The ANOVA on hit rates revealed two main effects that matched the experimental conditions. First, full feature overlap resulted in higher hit rates (0.85 ± 0.02) compared to zero overlap trials (0.82 ± 0.03) [F(1,146) = 7.825; P = 0.006; ηp2 = 0.051]. The other main effect [‘response’; F(1,146) = 20.087; P < 0.001; ηp2 = 0.121] shows more accurate performance in alternating (0.86 ± 0.02) compared to repeating response trials (0.82 ± 0.02). The interaction ‘group’ × ‘feature overlap’ × ‘response’ turned out to be statistically significant as well [F(1,146) = 4.227; P = 0.042; ηp2 = 0.028]. As mentioned, an interaction ‘feature overlap’ × ‘response’ shows that stimulus and motor response processes become integrated and bound into an event file.26,58,59 The interaction ‘group’ × ‘feature overlap’ × ‘response’ thus shows that the event file binding or the degree of sensorimotor integration differs between patients with Tourette syndrome and healthy controls, which was also previously shown in a smaller adult sample of patients with Tourette syndrome.26 Kleimaker et al.26 showed that the sensorimotor integration (event file binding) was stronger in patients with Tourette syndrome than healthy controls. The same is evident in this study in a more extended sample of patients because the effect size (i.e. ηp2) of the interaction ‘feature overlap’ × ‘response’ was larger in the Tourette syndrome group [F(1,73) = 87.301; P < 0.001; ηp2 = 0.545] than in the healthy control group [F(1,73) = 56.536; P < 0.001; ηp2 = 0.436]. No other main or interaction effects were significant [all other F(1,146) ≤ 0.275; P ≥ 0.601].
1/f data
An overview of the results of the 1/f analysis is depicted in Fig. 3.
Figure 3.
Results of 1/f analyses. (A) Log–log-transformed PSD data of SR task conditions averaged across electrodes in the different groups (Tourette patients and healthy controls). Neural noise is defined as the respective log10-transformed PSD slope parameter with more positive values indicating higher neural noise. Scalp topographies are illustrated for each group and condition (Tourette patients: upper right corner; healthy control group: lower left corner). (B) Top: electrode sites with significant differences of neural noise between groups. Significant values underwent false discovery rate correction using the Benjamini–Hochberg method84; (q<0.05). Bottom: PSD plots averaged over this electrode set and task conditions. (C) Bayes factors obtained for the correlations between neural noise and clinical scales as a function of sample size. All Bayes factors (BF10<1; detailed values ranged between 0.15 and 0.67 depending on clinical parameter examined as shown in Table 2) indicate moderate evidence that no relationship between neural noise and the respective clinical scale exists in this sample.
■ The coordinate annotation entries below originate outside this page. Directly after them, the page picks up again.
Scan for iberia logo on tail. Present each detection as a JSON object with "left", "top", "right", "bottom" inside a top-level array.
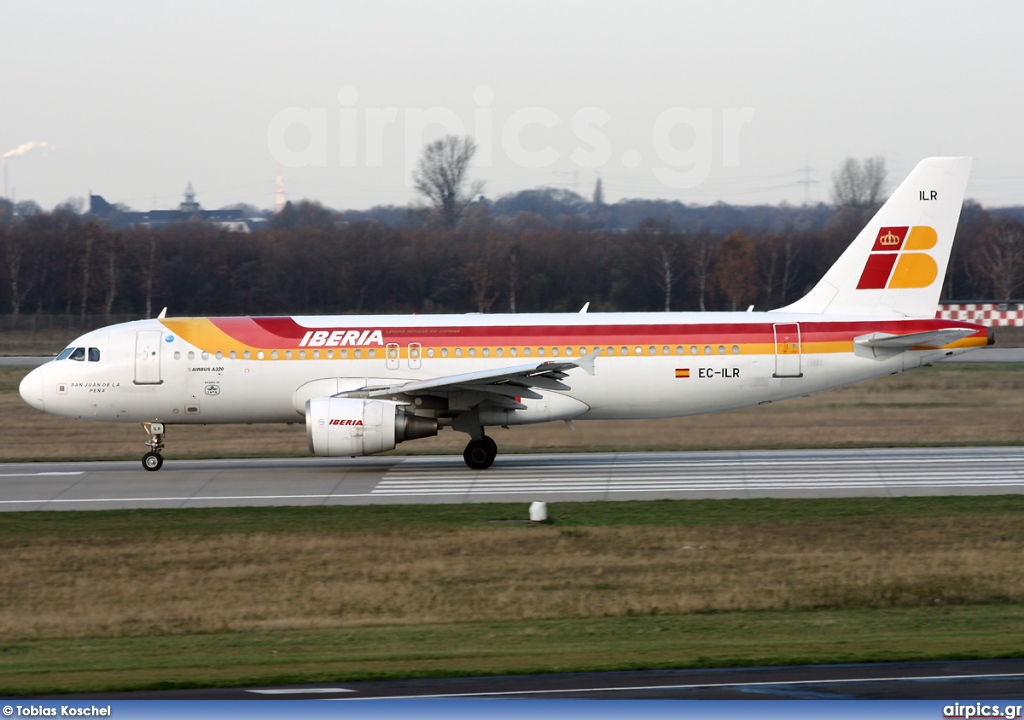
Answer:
[{"left": 857, "top": 225, "right": 939, "bottom": 290}]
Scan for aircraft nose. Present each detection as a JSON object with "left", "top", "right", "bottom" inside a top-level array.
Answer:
[{"left": 17, "top": 368, "right": 45, "bottom": 411}]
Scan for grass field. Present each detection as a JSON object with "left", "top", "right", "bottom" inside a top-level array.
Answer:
[{"left": 0, "top": 496, "right": 1024, "bottom": 693}]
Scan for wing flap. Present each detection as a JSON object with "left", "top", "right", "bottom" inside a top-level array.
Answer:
[{"left": 853, "top": 328, "right": 977, "bottom": 350}]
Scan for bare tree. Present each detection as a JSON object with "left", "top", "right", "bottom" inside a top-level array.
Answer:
[
  {"left": 833, "top": 158, "right": 887, "bottom": 209},
  {"left": 973, "top": 218, "right": 1024, "bottom": 300},
  {"left": 714, "top": 230, "right": 758, "bottom": 310},
  {"left": 831, "top": 158, "right": 887, "bottom": 230},
  {"left": 690, "top": 230, "right": 717, "bottom": 312},
  {"left": 413, "top": 135, "right": 483, "bottom": 229}
]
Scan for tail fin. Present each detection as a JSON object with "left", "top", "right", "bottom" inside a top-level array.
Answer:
[{"left": 775, "top": 158, "right": 971, "bottom": 317}]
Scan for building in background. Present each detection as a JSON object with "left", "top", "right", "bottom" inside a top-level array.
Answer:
[{"left": 86, "top": 182, "right": 266, "bottom": 232}]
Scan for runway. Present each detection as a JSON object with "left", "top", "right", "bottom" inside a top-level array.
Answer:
[
  {"left": 0, "top": 448, "right": 1024, "bottom": 512},
  {"left": 48, "top": 659, "right": 1024, "bottom": 701}
]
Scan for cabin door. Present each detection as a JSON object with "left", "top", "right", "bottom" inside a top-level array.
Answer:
[
  {"left": 135, "top": 330, "right": 163, "bottom": 385},
  {"left": 772, "top": 323, "right": 803, "bottom": 378}
]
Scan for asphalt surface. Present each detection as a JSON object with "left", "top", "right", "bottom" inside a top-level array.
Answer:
[
  {"left": 0, "top": 448, "right": 1024, "bottom": 511},
  {"left": 34, "top": 660, "right": 1024, "bottom": 701}
]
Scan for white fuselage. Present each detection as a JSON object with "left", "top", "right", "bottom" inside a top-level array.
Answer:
[{"left": 20, "top": 312, "right": 987, "bottom": 424}]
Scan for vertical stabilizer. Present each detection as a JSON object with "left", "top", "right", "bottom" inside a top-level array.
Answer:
[{"left": 775, "top": 158, "right": 971, "bottom": 317}]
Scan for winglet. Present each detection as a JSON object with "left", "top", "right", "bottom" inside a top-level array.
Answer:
[{"left": 572, "top": 347, "right": 601, "bottom": 375}]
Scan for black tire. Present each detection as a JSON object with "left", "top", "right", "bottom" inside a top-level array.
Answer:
[
  {"left": 462, "top": 436, "right": 498, "bottom": 470},
  {"left": 142, "top": 453, "right": 164, "bottom": 472}
]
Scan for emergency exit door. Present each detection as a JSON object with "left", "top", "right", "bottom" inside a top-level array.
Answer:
[
  {"left": 773, "top": 323, "right": 804, "bottom": 378},
  {"left": 135, "top": 330, "right": 163, "bottom": 385}
]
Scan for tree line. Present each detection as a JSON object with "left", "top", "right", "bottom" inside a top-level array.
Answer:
[{"left": 0, "top": 194, "right": 1024, "bottom": 317}]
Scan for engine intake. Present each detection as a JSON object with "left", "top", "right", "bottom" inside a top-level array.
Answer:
[{"left": 306, "top": 397, "right": 437, "bottom": 458}]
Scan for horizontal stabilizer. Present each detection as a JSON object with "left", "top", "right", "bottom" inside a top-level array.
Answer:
[{"left": 853, "top": 328, "right": 977, "bottom": 350}]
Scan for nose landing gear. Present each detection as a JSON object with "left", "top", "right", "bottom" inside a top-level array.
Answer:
[
  {"left": 142, "top": 423, "right": 164, "bottom": 471},
  {"left": 462, "top": 435, "right": 498, "bottom": 470}
]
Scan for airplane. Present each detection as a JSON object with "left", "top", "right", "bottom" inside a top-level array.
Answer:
[{"left": 19, "top": 158, "right": 993, "bottom": 470}]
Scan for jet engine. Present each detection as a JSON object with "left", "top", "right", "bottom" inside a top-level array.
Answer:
[{"left": 306, "top": 397, "right": 437, "bottom": 458}]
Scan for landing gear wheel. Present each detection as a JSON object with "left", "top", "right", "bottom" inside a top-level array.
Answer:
[
  {"left": 142, "top": 453, "right": 164, "bottom": 470},
  {"left": 462, "top": 435, "right": 498, "bottom": 470},
  {"left": 142, "top": 421, "right": 164, "bottom": 472}
]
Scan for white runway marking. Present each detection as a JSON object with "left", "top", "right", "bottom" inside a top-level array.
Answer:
[
  {"left": 373, "top": 454, "right": 1024, "bottom": 497},
  {"left": 246, "top": 687, "right": 355, "bottom": 695},
  {"left": 0, "top": 470, "right": 85, "bottom": 477},
  {"left": 0, "top": 448, "right": 1024, "bottom": 511}
]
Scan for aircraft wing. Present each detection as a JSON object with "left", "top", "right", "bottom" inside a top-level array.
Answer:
[
  {"left": 336, "top": 349, "right": 601, "bottom": 409},
  {"left": 853, "top": 328, "right": 977, "bottom": 350}
]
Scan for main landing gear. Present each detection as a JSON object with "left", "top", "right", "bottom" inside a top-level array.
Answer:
[
  {"left": 142, "top": 423, "right": 164, "bottom": 471},
  {"left": 462, "top": 435, "right": 498, "bottom": 470}
]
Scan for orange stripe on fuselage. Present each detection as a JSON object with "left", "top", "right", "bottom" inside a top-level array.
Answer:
[{"left": 161, "top": 317, "right": 988, "bottom": 359}]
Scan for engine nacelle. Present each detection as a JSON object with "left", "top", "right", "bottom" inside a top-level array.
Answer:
[{"left": 306, "top": 397, "right": 437, "bottom": 458}]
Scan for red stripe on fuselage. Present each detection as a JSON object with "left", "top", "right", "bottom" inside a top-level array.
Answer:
[{"left": 203, "top": 316, "right": 987, "bottom": 349}]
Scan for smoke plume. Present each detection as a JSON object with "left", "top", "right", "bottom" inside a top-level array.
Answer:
[{"left": 3, "top": 140, "right": 54, "bottom": 160}]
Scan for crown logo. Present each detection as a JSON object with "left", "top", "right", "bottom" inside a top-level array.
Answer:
[{"left": 879, "top": 230, "right": 900, "bottom": 245}]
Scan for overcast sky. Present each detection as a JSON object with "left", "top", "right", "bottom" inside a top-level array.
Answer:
[{"left": 0, "top": 0, "right": 1024, "bottom": 210}]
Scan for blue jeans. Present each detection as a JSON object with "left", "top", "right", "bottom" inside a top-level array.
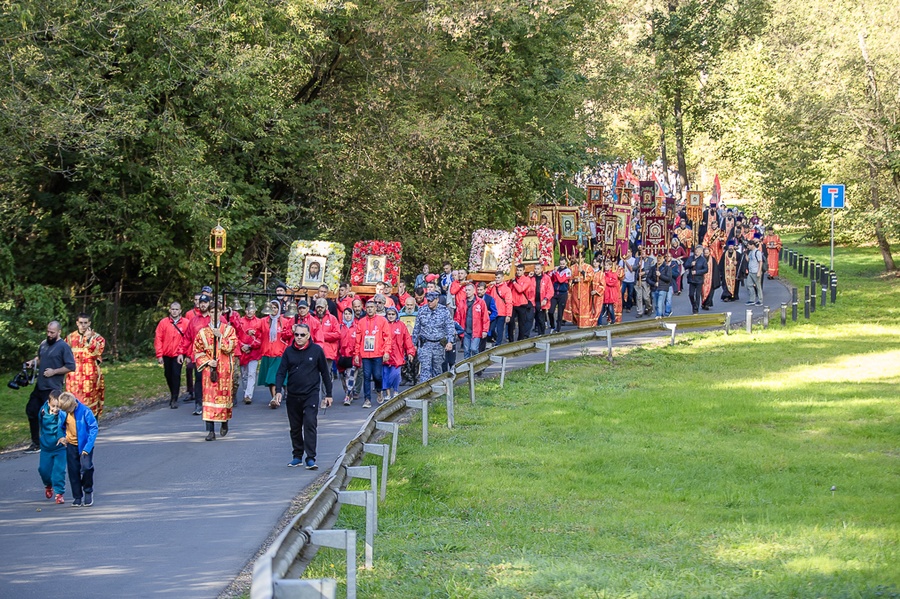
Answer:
[
  {"left": 363, "top": 358, "right": 383, "bottom": 400},
  {"left": 622, "top": 281, "right": 635, "bottom": 310},
  {"left": 653, "top": 291, "right": 666, "bottom": 316},
  {"left": 381, "top": 364, "right": 400, "bottom": 393},
  {"left": 491, "top": 316, "right": 506, "bottom": 346},
  {"left": 463, "top": 333, "right": 481, "bottom": 360}
]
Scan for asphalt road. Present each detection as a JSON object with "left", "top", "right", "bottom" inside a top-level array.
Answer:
[{"left": 0, "top": 281, "right": 790, "bottom": 599}]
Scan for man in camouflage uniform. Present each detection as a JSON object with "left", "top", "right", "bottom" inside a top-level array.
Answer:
[{"left": 412, "top": 291, "right": 456, "bottom": 383}]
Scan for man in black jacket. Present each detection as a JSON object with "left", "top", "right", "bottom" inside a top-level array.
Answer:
[
  {"left": 684, "top": 244, "right": 709, "bottom": 314},
  {"left": 274, "top": 324, "right": 331, "bottom": 470}
]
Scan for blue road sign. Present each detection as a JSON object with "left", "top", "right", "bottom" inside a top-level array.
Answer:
[{"left": 821, "top": 184, "right": 844, "bottom": 208}]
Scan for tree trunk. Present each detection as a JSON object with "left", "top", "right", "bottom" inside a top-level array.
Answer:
[
  {"left": 659, "top": 110, "right": 669, "bottom": 178},
  {"left": 673, "top": 85, "right": 687, "bottom": 189},
  {"left": 859, "top": 31, "right": 897, "bottom": 272}
]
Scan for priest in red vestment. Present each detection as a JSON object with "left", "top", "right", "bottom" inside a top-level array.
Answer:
[{"left": 66, "top": 312, "right": 106, "bottom": 420}]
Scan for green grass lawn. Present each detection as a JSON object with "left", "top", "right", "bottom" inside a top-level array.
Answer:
[
  {"left": 0, "top": 360, "right": 168, "bottom": 447},
  {"left": 305, "top": 241, "right": 900, "bottom": 598}
]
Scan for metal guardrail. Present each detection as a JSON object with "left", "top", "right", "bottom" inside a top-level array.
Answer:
[{"left": 250, "top": 313, "right": 731, "bottom": 599}]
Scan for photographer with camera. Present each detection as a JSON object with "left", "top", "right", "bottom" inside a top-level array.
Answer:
[{"left": 25, "top": 320, "right": 75, "bottom": 453}]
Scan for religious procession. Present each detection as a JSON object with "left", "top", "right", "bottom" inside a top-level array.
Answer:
[{"left": 17, "top": 159, "right": 782, "bottom": 488}]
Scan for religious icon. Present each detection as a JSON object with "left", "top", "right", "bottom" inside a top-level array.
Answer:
[
  {"left": 559, "top": 212, "right": 575, "bottom": 239},
  {"left": 603, "top": 218, "right": 619, "bottom": 245},
  {"left": 363, "top": 255, "right": 387, "bottom": 285},
  {"left": 522, "top": 235, "right": 541, "bottom": 264},
  {"left": 481, "top": 243, "right": 501, "bottom": 272},
  {"left": 300, "top": 256, "right": 328, "bottom": 287}
]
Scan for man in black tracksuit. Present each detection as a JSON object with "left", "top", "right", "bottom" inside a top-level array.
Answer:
[
  {"left": 274, "top": 324, "right": 331, "bottom": 470},
  {"left": 684, "top": 243, "right": 709, "bottom": 314}
]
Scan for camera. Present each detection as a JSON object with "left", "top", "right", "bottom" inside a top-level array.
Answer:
[{"left": 6, "top": 364, "right": 34, "bottom": 389}]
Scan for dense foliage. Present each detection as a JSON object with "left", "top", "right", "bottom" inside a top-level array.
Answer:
[{"left": 0, "top": 0, "right": 900, "bottom": 366}]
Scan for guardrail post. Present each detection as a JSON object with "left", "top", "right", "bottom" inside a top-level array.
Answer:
[
  {"left": 375, "top": 420, "right": 400, "bottom": 464},
  {"left": 663, "top": 322, "right": 678, "bottom": 347},
  {"left": 338, "top": 491, "right": 378, "bottom": 570},
  {"left": 406, "top": 399, "right": 428, "bottom": 447},
  {"left": 272, "top": 578, "right": 337, "bottom": 599},
  {"left": 803, "top": 285, "right": 809, "bottom": 320},
  {"left": 363, "top": 443, "right": 391, "bottom": 501},
  {"left": 597, "top": 329, "right": 612, "bottom": 362},
  {"left": 491, "top": 356, "right": 506, "bottom": 389},
  {"left": 307, "top": 529, "right": 356, "bottom": 599},
  {"left": 431, "top": 381, "right": 456, "bottom": 428},
  {"left": 345, "top": 466, "right": 378, "bottom": 532},
  {"left": 456, "top": 364, "right": 475, "bottom": 406},
  {"left": 534, "top": 341, "right": 550, "bottom": 372},
  {"left": 791, "top": 287, "right": 797, "bottom": 322}
]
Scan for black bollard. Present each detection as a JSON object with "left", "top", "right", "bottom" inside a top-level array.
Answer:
[
  {"left": 803, "top": 285, "right": 809, "bottom": 320},
  {"left": 791, "top": 287, "right": 797, "bottom": 322}
]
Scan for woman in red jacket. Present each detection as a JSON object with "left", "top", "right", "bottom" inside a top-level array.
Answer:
[
  {"left": 381, "top": 308, "right": 416, "bottom": 399},
  {"left": 338, "top": 306, "right": 359, "bottom": 406},
  {"left": 597, "top": 260, "right": 622, "bottom": 326}
]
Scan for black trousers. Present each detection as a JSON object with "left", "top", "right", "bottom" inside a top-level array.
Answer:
[
  {"left": 534, "top": 310, "right": 547, "bottom": 335},
  {"left": 688, "top": 283, "right": 703, "bottom": 312},
  {"left": 163, "top": 356, "right": 183, "bottom": 401},
  {"left": 25, "top": 387, "right": 51, "bottom": 445},
  {"left": 509, "top": 304, "right": 534, "bottom": 341},
  {"left": 285, "top": 389, "right": 319, "bottom": 460},
  {"left": 549, "top": 291, "right": 569, "bottom": 333},
  {"left": 66, "top": 443, "right": 94, "bottom": 499}
]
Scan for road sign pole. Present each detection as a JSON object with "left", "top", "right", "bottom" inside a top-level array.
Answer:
[{"left": 831, "top": 206, "right": 834, "bottom": 270}]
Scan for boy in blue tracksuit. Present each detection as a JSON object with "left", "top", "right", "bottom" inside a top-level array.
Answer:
[
  {"left": 38, "top": 391, "right": 66, "bottom": 503},
  {"left": 59, "top": 392, "right": 98, "bottom": 507}
]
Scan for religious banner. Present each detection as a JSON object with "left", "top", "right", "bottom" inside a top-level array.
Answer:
[
  {"left": 513, "top": 225, "right": 553, "bottom": 272},
  {"left": 528, "top": 204, "right": 557, "bottom": 235},
  {"left": 613, "top": 205, "right": 631, "bottom": 256},
  {"left": 644, "top": 216, "right": 669, "bottom": 256},
  {"left": 286, "top": 240, "right": 347, "bottom": 293},
  {"left": 469, "top": 229, "right": 516, "bottom": 281},
  {"left": 556, "top": 207, "right": 578, "bottom": 241},
  {"left": 350, "top": 241, "right": 402, "bottom": 290},
  {"left": 599, "top": 214, "right": 619, "bottom": 258},
  {"left": 585, "top": 185, "right": 606, "bottom": 222},
  {"left": 640, "top": 181, "right": 656, "bottom": 214}
]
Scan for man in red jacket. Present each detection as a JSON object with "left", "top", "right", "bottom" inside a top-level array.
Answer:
[
  {"left": 487, "top": 270, "right": 512, "bottom": 347},
  {"left": 455, "top": 281, "right": 490, "bottom": 359},
  {"left": 153, "top": 302, "right": 188, "bottom": 409},
  {"left": 509, "top": 264, "right": 534, "bottom": 341},
  {"left": 355, "top": 300, "right": 391, "bottom": 408},
  {"left": 529, "top": 262, "right": 553, "bottom": 335}
]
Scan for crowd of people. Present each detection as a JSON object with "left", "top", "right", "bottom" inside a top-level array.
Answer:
[{"left": 19, "top": 161, "right": 781, "bottom": 492}]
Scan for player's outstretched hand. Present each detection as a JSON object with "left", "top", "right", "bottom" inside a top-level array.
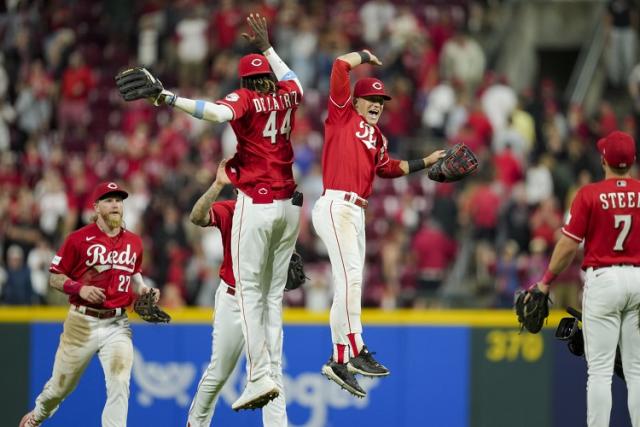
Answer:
[
  {"left": 362, "top": 49, "right": 382, "bottom": 66},
  {"left": 79, "top": 285, "right": 107, "bottom": 304},
  {"left": 140, "top": 286, "right": 160, "bottom": 304},
  {"left": 423, "top": 150, "right": 447, "bottom": 168},
  {"left": 242, "top": 13, "right": 271, "bottom": 52},
  {"left": 216, "top": 159, "right": 231, "bottom": 185}
]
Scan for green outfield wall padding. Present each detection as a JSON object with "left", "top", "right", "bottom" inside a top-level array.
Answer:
[{"left": 469, "top": 328, "right": 553, "bottom": 427}]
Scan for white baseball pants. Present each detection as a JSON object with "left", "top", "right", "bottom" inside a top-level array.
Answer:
[
  {"left": 34, "top": 310, "right": 133, "bottom": 427},
  {"left": 231, "top": 191, "right": 300, "bottom": 381},
  {"left": 312, "top": 190, "right": 365, "bottom": 356},
  {"left": 189, "top": 281, "right": 287, "bottom": 427},
  {"left": 582, "top": 266, "right": 640, "bottom": 427}
]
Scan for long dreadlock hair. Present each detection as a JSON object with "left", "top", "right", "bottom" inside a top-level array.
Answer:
[{"left": 240, "top": 74, "right": 276, "bottom": 95}]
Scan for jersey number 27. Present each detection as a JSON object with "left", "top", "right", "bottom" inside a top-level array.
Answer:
[
  {"left": 613, "top": 215, "right": 631, "bottom": 251},
  {"left": 262, "top": 108, "right": 291, "bottom": 144}
]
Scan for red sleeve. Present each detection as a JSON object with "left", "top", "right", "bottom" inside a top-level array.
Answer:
[
  {"left": 216, "top": 89, "right": 251, "bottom": 120},
  {"left": 49, "top": 234, "right": 80, "bottom": 276},
  {"left": 376, "top": 134, "right": 404, "bottom": 178},
  {"left": 562, "top": 188, "right": 591, "bottom": 243},
  {"left": 209, "top": 200, "right": 235, "bottom": 231},
  {"left": 328, "top": 59, "right": 351, "bottom": 120}
]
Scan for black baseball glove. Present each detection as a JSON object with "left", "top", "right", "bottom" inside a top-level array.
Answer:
[
  {"left": 515, "top": 286, "right": 549, "bottom": 334},
  {"left": 116, "top": 67, "right": 173, "bottom": 106},
  {"left": 427, "top": 144, "right": 478, "bottom": 182},
  {"left": 133, "top": 291, "right": 171, "bottom": 323},
  {"left": 556, "top": 307, "right": 625, "bottom": 381},
  {"left": 284, "top": 252, "right": 308, "bottom": 291}
]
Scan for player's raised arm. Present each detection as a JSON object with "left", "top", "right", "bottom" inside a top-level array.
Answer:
[
  {"left": 189, "top": 159, "right": 231, "bottom": 227},
  {"left": 242, "top": 13, "right": 303, "bottom": 93},
  {"left": 329, "top": 49, "right": 382, "bottom": 109},
  {"left": 115, "top": 67, "right": 233, "bottom": 123}
]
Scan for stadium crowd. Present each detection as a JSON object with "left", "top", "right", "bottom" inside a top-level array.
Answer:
[{"left": 0, "top": 0, "right": 640, "bottom": 310}]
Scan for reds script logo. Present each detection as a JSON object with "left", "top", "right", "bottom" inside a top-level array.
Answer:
[
  {"left": 356, "top": 120, "right": 378, "bottom": 150},
  {"left": 85, "top": 243, "right": 138, "bottom": 273}
]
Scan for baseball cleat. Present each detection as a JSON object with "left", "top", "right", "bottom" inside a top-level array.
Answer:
[
  {"left": 231, "top": 375, "right": 280, "bottom": 411},
  {"left": 18, "top": 411, "right": 40, "bottom": 427},
  {"left": 322, "top": 359, "right": 367, "bottom": 398},
  {"left": 347, "top": 345, "right": 389, "bottom": 377}
]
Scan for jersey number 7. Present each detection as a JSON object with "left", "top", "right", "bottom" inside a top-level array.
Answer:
[
  {"left": 262, "top": 108, "right": 291, "bottom": 144},
  {"left": 613, "top": 215, "right": 631, "bottom": 251}
]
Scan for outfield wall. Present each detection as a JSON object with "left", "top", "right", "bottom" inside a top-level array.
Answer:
[{"left": 0, "top": 308, "right": 630, "bottom": 427}]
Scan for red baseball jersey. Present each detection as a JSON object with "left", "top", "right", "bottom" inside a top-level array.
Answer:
[
  {"left": 322, "top": 59, "right": 402, "bottom": 199},
  {"left": 562, "top": 178, "right": 640, "bottom": 269},
  {"left": 216, "top": 80, "right": 302, "bottom": 195},
  {"left": 209, "top": 200, "right": 236, "bottom": 287},
  {"left": 49, "top": 223, "right": 142, "bottom": 308}
]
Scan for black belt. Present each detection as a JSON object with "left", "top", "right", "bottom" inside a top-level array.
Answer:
[{"left": 71, "top": 304, "right": 124, "bottom": 319}]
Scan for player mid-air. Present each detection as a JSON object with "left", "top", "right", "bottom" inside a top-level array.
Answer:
[{"left": 116, "top": 14, "right": 303, "bottom": 410}]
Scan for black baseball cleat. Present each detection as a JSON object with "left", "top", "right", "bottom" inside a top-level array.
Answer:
[
  {"left": 322, "top": 358, "right": 367, "bottom": 398},
  {"left": 347, "top": 345, "right": 389, "bottom": 377}
]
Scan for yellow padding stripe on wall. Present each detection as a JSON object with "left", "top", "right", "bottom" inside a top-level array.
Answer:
[{"left": 0, "top": 306, "right": 568, "bottom": 328}]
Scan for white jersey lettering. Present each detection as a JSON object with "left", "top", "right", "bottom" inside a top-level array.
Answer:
[
  {"left": 85, "top": 243, "right": 137, "bottom": 271},
  {"left": 253, "top": 91, "right": 299, "bottom": 113},
  {"left": 598, "top": 191, "right": 640, "bottom": 210}
]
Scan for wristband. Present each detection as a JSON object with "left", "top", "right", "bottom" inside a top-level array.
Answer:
[
  {"left": 62, "top": 279, "right": 83, "bottom": 295},
  {"left": 407, "top": 159, "right": 426, "bottom": 173},
  {"left": 358, "top": 50, "right": 371, "bottom": 64},
  {"left": 540, "top": 270, "right": 558, "bottom": 285}
]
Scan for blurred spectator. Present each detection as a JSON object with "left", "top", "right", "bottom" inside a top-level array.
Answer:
[
  {"left": 58, "top": 50, "right": 97, "bottom": 135},
  {"left": 440, "top": 31, "right": 486, "bottom": 93},
  {"left": 175, "top": 6, "right": 209, "bottom": 88},
  {"left": 360, "top": 0, "right": 396, "bottom": 45},
  {"left": 0, "top": 245, "right": 36, "bottom": 305},
  {"left": 603, "top": 0, "right": 638, "bottom": 88},
  {"left": 526, "top": 156, "right": 553, "bottom": 205},
  {"left": 495, "top": 240, "right": 524, "bottom": 308},
  {"left": 411, "top": 219, "right": 457, "bottom": 308}
]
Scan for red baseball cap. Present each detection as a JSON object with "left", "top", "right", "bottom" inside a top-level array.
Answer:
[
  {"left": 91, "top": 182, "right": 129, "bottom": 203},
  {"left": 598, "top": 131, "right": 636, "bottom": 168},
  {"left": 238, "top": 53, "right": 271, "bottom": 77},
  {"left": 353, "top": 77, "right": 391, "bottom": 101}
]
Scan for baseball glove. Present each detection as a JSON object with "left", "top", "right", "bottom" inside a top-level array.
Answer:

Note that for clarity Bayes factors in this plot are based on a bivariate model, which is why they diverge from values in Table 2. GTS = Gilles de la Tourette syndrome; Rush total = Rush video-based rating, total score; Rush mot/min = Rush video-based rating, motor tics per minute; Y-BOCS = Yale-Brown Obsessive Compulsive Scale; YGTSS = Yale Global Tic Severity Scale (total score).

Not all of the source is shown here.